With six years in opposition, one would expect that the politicians and the party brains-trusts would have had some policies prepared, more so since it was pretty obvious that Labour had shot itself in the foot and would be handing over power. But NO!!! Nothing had been prepared. It took more than two months for Tony to call Parliament together.
Having opposed everything in opposition, he is enraged that Labour has the temerity of sticking to its guns, supporting the ideas and aspirations of those who stuck to Labour and voted for them in the election. He is finding that unlike his colleagues, his opponents will just not roll over and cowtow to his dictates. He is finding that a logical, reasoned argument, rather than bullying stand-over tactics are required in civilised negotiations – in both National & International politics!!! Ham-fisted & foot-in-mouth, Tony is probably pining to be once again leader of the opposition, where all he had to do was to be every man’s Mate, and put on a reflective safety vest, shake hands, smile a cheesy false grin and say NO!!!

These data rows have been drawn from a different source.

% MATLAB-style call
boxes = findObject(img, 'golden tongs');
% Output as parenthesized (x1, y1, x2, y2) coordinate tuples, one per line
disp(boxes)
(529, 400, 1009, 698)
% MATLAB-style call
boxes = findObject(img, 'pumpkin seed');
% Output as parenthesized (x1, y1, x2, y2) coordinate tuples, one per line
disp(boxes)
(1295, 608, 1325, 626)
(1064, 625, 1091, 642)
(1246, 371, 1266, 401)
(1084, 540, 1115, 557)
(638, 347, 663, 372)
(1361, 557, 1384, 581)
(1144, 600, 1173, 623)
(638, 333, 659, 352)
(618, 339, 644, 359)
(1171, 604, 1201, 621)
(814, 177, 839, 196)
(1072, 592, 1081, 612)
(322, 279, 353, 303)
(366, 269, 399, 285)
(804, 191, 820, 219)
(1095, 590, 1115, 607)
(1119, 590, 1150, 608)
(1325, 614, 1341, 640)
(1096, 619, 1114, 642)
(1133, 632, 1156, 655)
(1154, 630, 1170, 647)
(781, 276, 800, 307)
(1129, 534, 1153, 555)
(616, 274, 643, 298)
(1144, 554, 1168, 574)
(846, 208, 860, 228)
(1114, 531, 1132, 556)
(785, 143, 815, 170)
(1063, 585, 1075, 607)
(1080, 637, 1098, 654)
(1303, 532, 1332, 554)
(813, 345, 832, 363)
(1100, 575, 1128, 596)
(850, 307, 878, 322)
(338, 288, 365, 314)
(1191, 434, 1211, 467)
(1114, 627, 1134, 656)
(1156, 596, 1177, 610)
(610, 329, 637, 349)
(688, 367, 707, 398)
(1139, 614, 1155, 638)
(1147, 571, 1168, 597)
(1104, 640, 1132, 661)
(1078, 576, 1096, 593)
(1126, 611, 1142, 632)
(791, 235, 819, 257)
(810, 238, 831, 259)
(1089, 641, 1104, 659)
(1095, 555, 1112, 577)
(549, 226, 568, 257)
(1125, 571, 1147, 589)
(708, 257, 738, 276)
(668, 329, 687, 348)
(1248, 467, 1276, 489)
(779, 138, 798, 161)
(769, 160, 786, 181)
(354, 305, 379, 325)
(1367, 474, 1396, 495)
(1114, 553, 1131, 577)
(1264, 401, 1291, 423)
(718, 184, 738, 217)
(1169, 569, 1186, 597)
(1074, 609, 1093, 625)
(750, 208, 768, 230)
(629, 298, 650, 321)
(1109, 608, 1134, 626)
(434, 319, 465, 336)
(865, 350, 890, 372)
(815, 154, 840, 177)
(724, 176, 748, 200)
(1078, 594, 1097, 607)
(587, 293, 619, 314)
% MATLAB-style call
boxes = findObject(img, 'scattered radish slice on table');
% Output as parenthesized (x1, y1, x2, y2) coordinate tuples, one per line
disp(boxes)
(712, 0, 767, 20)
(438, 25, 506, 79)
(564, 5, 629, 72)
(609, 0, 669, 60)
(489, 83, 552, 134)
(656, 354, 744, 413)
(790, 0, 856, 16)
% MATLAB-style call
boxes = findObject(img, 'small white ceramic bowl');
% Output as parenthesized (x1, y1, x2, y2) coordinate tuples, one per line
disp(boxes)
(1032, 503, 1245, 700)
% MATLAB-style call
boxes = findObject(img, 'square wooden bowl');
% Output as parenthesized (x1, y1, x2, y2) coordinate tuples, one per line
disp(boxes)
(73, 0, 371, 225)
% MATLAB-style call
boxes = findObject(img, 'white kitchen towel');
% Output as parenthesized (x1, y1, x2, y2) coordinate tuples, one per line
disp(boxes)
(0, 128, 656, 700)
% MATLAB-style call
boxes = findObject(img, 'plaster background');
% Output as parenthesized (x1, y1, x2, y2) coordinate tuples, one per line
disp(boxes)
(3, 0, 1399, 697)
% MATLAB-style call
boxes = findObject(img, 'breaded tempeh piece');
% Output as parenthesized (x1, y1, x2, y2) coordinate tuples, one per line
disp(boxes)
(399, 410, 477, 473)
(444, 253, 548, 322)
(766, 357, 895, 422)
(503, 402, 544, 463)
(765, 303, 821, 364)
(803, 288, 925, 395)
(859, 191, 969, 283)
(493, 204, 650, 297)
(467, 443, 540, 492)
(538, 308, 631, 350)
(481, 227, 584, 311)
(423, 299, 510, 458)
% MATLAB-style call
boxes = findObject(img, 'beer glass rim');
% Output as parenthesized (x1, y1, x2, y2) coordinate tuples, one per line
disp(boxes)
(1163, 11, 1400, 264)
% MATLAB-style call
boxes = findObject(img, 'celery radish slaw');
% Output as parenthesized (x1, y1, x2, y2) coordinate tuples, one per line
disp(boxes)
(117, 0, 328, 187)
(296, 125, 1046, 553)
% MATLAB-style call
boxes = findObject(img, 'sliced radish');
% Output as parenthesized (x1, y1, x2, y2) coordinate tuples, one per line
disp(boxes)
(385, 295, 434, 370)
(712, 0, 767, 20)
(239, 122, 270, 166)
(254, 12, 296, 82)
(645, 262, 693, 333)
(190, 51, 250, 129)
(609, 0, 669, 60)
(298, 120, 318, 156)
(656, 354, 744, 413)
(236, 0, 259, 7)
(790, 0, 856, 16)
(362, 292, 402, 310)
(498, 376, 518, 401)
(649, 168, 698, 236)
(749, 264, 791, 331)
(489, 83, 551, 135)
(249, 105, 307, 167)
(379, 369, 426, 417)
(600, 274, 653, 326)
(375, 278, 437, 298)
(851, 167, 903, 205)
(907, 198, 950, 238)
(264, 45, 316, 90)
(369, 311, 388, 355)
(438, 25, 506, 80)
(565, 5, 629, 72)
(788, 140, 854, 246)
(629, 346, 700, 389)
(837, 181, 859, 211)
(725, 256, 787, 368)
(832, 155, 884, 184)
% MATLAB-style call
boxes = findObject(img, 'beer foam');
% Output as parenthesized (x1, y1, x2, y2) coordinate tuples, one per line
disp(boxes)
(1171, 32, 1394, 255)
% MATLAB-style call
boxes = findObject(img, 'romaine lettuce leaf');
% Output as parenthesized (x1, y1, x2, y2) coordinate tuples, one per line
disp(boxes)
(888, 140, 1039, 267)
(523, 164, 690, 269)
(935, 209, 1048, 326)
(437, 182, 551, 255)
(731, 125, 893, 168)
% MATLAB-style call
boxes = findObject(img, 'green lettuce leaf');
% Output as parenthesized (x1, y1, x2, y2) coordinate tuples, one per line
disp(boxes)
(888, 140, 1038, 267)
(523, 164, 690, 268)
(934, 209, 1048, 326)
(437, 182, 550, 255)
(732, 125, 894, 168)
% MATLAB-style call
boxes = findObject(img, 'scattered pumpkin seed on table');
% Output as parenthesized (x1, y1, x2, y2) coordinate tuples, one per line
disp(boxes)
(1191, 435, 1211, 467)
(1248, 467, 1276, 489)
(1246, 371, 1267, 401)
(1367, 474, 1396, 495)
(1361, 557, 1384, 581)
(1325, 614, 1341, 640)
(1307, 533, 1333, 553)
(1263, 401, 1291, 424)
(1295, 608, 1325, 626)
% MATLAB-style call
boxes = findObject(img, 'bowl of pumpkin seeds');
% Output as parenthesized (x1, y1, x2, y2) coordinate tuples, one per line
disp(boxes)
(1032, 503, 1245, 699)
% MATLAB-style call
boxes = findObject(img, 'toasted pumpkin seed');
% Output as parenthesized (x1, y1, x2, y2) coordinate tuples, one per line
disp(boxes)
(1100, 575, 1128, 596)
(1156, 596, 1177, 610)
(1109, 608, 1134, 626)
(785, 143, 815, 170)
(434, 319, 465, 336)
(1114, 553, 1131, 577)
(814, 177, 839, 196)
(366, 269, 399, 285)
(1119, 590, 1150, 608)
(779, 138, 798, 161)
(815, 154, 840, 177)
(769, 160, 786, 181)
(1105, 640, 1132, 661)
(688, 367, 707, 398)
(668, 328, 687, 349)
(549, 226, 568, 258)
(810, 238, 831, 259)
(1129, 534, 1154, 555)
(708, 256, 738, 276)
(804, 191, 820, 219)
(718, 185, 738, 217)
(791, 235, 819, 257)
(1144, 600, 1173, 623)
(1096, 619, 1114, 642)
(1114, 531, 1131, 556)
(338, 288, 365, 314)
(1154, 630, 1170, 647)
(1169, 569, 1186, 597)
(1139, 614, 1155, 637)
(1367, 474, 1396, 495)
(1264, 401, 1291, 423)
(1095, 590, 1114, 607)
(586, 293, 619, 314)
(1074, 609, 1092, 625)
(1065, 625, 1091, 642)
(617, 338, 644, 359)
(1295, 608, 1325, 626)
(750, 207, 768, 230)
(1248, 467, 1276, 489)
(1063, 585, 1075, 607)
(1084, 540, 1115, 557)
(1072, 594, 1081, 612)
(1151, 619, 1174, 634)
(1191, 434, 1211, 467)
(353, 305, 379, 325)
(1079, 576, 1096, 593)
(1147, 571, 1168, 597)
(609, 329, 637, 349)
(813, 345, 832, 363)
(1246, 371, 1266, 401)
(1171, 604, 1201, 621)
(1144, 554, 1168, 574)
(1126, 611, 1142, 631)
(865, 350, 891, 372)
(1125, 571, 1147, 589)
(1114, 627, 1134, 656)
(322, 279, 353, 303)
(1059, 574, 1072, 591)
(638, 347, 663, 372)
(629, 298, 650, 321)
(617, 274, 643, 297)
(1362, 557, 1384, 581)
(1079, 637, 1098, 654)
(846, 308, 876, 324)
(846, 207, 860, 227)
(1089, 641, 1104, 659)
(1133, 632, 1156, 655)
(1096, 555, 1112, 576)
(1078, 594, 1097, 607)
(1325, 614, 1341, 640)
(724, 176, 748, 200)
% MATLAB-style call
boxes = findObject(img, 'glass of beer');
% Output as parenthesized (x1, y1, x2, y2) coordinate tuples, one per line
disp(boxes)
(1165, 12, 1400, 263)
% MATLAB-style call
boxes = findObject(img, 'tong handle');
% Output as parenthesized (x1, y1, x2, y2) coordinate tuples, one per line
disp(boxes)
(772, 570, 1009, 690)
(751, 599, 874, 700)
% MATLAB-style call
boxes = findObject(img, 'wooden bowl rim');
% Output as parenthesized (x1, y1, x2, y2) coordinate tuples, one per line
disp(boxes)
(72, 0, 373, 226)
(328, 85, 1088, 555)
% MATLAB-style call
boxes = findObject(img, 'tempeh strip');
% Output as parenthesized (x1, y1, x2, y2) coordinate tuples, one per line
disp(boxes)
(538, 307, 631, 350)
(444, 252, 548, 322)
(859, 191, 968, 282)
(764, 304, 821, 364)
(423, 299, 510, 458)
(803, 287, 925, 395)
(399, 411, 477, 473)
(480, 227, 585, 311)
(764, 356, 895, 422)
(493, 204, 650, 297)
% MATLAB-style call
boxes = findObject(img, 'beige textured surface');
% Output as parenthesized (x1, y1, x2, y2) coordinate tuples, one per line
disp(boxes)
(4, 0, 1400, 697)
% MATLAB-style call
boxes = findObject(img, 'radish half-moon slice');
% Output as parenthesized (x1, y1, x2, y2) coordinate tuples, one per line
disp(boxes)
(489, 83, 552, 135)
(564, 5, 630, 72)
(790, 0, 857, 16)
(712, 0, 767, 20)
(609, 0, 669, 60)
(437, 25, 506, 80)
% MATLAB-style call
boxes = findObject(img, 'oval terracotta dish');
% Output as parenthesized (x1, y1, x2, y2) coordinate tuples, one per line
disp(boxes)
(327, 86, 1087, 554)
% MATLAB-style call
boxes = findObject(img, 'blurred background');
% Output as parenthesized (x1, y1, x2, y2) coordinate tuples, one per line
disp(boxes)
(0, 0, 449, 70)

One of the scary factors sufacing is the duplicity which is being displayed. During the election, he gave the people the impression that he was supporting some of Labour’s policies. Now it is emerging that he and Christopher were using well thought out weasel words, to intentionally mislead the public. Once again the coalition are resorting to distinguishing between “Core & Non-core Promises”
Unless he and his so-called team (of cowering lap dogs, not hearty Huskies) come up with something positive for the country, I give him twelve months!!! The Public will get to questioning; the press will get critical and his colleagues will get cold feet – seeing the light – AT LAST!!!
As you may gather, I have been a Jesuit-trained Catholic Australian worker for most of my life. I have little love of exploiters of people. I definitely despise duplicity!!! Vive La France! Vive Le Revolution!